What is Inflammation? 
First, let’s quickly define what inflammation is and why it occurs. Inflammation is your body’s response to an injury or infection. It’s a natural defense mechanism; when your body senses something needs healing, it sends out white blood cells to help fight off the invader and repair the damage. This process can cause swelling, pain, redness, and heat in the affected area—all signs of inflammation.  Although inflammation is a natural, needed response in our bodies, it can also cause harm when there's too much, too often, too long.  In this way, inflammation is an insidious enemy-- often hidden and silent, yet capable of wreaking havoc on our health if left unchecked. It rears its head as diabetes, heart disease, autoimmune disease, cancer, and much more.  Understanding its dangers can serve as a potent defense against the development of chronic illness.

The Meat Connection 
So how does meat fit into this picture? Meat can be linked to inflammation due to its high levels of saturated fats, cholesterol, and arachidonic acid which clog up our arteries and trigger heart disease and cancer. Many processed meats contain nitrites and nitrates which are known carcinogens (cancer-causing agents). Some studies have indicated that animal proteins may stimulate an inflammatory response in our bodies because they contain certain types of amino acids like arginine and cysteine which can act as pro-inflammatory molecules.   Also, meat stimulates insulin-like growth factor-1 (IGF-1) which promotes the growth, proliferation, and spread of cancer. (End of Dieting, Joel Fuhrman, MD.)

The Takeaway 
But if you do find yourself suffering from chronic inflammation or other health issues, reducing or eliminating meat from your diet might be one way to help reduce those symptoms.
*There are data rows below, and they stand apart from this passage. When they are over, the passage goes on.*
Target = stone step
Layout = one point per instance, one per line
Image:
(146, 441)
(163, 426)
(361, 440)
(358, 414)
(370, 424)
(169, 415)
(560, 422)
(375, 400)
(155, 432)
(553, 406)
Additionally, incorporating more anti-inflammatory foods like fruits and vegetables high in antioxidants into your meals can also help reduce any underlying inflammation in your body. 
 
At the end of the day, everyone has unique dietary needs—but for those experiencing chronic inflammation or health issues related to their diet, considering reducing or eliminating meat from their diets could potentially make a difference in their overall health and wellbeing. Incorporating more anti-inflammatory foods like fruits and vegetables can also help reduce underlying inflammation in the body while providing essential vitamins and minerals necessary for optimal health. 

*I highly recommend finding a plant-based doctor who knows the science to guide you on your journey.  Too many doctors are uninformed when it comes to food and health.